中空糸型液浄化器用乾燥装置、および乾燥方法

【課題】取り扱い性に優れて安定した乾燥を効率良く行うことができる中空糸膜型血液浄化器用の乾燥装置を提供する。
【解決手段】液浄化器を複数取り付け可能な治具21と、外部に連通する経路25を有する乾燥炉20とを備え、治具は、経路を接続する接続部35と、複数の中空糸膜内部用分岐路26と、複数の中空糸膜外部用分岐路27と、上記接続部、中空糸膜内部用分岐路、中空糸膜外部用分岐路を繋ぐ主流路37とを備え、複数の中空糸膜内部用分岐路は、分岐部分から先端接続口までの長さ、太さが同じになるように統一され、複数の中空糸膜外部用分岐路は、分岐部分から先端接続口までの長さ、太さが同じになるように統一され、中空糸膜内部用分岐路の先端接続口を液浄化器の被浄化液用ポートの一方に接続し、中空糸膜外部用分岐路の先端接続口を液浄化器の浄化液用ポートの一方に接続し、真空ポンプ24の作動により中空糸膜の内外を通気して乾燥する。

【発明の詳細な説明】
【技術分野】
【0001】
本発明は、筒状ケーシング内に中空糸膜の束を装填して両端部分を封止した中空糸型液浄化器用の乾燥装置、および乾燥方法に関する。
【背景技術】
【0002】
筒状ケーシング内に中空糸膜の束を装填して両端部分を封止した中空糸型液浄化器(ダイアライザー)には中空糸内外を滅菌水等で充填したウェットタイプと、滅菌水が充填されていないドライタイプ(セミドライタイプを含む)に大別される。
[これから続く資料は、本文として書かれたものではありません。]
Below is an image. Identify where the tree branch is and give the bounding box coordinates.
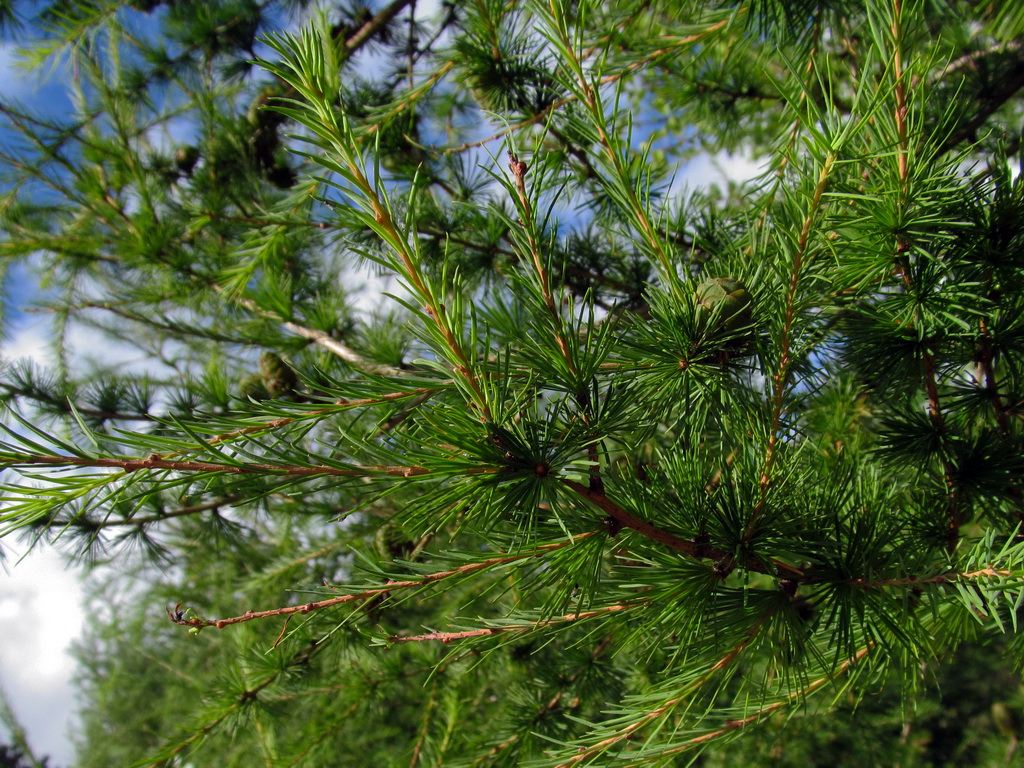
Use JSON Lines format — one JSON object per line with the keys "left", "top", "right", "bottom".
{"left": 846, "top": 567, "right": 1012, "bottom": 590}
{"left": 194, "top": 388, "right": 438, "bottom": 453}
{"left": 49, "top": 494, "right": 246, "bottom": 530}
{"left": 343, "top": 0, "right": 416, "bottom": 53}
{"left": 385, "top": 602, "right": 638, "bottom": 644}
{"left": 562, "top": 479, "right": 729, "bottom": 566}
{"left": 2, "top": 452, "right": 491, "bottom": 479}
{"left": 744, "top": 153, "right": 836, "bottom": 546}
{"left": 937, "top": 43, "right": 1024, "bottom": 155}
{"left": 167, "top": 534, "right": 599, "bottom": 629}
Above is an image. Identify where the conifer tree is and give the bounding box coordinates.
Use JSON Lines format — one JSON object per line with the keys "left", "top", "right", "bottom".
{"left": 3, "top": 1, "right": 1024, "bottom": 765}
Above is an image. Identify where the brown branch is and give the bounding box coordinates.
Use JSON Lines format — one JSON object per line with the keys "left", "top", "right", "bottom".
{"left": 937, "top": 46, "right": 1024, "bottom": 156}
{"left": 889, "top": 4, "right": 961, "bottom": 551}
{"left": 918, "top": 345, "right": 962, "bottom": 552}
{"left": 224, "top": 290, "right": 405, "bottom": 376}
{"left": 375, "top": 389, "right": 437, "bottom": 434}
{"left": 87, "top": 262, "right": 398, "bottom": 374}
{"left": 935, "top": 40, "right": 1024, "bottom": 82}
{"left": 846, "top": 567, "right": 1013, "bottom": 590}
{"left": 167, "top": 533, "right": 598, "bottom": 629}
{"left": 892, "top": 0, "right": 909, "bottom": 192}
{"left": 4, "top": 452, "right": 491, "bottom": 479}
{"left": 343, "top": 0, "right": 415, "bottom": 52}
{"left": 977, "top": 313, "right": 1023, "bottom": 521}
{"left": 564, "top": 479, "right": 804, "bottom": 577}
{"left": 561, "top": 479, "right": 733, "bottom": 566}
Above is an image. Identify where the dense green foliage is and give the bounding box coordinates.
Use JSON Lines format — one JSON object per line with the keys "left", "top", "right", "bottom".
{"left": 4, "top": 0, "right": 1024, "bottom": 765}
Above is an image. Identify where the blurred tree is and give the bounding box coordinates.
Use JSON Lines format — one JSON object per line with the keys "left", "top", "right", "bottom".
{"left": 0, "top": 687, "right": 52, "bottom": 768}
{"left": 0, "top": 746, "right": 49, "bottom": 768}
{"left": 3, "top": 0, "right": 1024, "bottom": 766}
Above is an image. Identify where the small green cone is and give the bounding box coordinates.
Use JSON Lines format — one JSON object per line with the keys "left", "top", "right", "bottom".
{"left": 375, "top": 522, "right": 415, "bottom": 560}
{"left": 238, "top": 373, "right": 269, "bottom": 401}
{"left": 696, "top": 277, "right": 753, "bottom": 332}
{"left": 259, "top": 352, "right": 299, "bottom": 399}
ドライタイプダイアライザーを製造するには、乾燥させた中空糸に湿潤を与えず製造する方法と、湿潤させた後に、必要となる水分量まで乾燥させて製造する方法とが考えられる。
【0003】
この乾燥に用いられる乾燥装置としては、ハウジングケース(ケーシング)内に未乾燥の中空糸膜の束をU字状に差し込んでモジュール化して、このモジュールにキャップを取り付けることなくハウジングケースの一端開口部を開放した状態で乾燥炉の中に入れ、マイクロ波を照射し、モジュールのどちらか一方の開口部に吸引治具を取り付け、乾燥炉内の空気をモジュールの内部を通してから乾燥炉の外に排出して乾燥する方法が開示されている(特許文献1)。
【特許文献1】特開平9−888号公報
【発明の開示】
【発明が解決しようとする課題】
【0004】
前記した従来の乾燥装置は、中空糸膜の束をハウジングケース内に入れて開放した状態のままで乾燥炉内にセットし、この開放状態でマイクロ波を照射して乾燥し、乾燥後も開放状態で次の封止工程のステージに搬送しなければならないので、取り扱いが煩雑であり、自動化も容易ではない。また、開放状態で搬送しなければならないので、中空糸にゴミ等の異物が付着しないように厳重な管理が不可欠となり、面倒である。また、吸引を行うのは中空糸外部のみであるため、中空糸内部の水分が積極的に排出されないため、処理に時間がかかる。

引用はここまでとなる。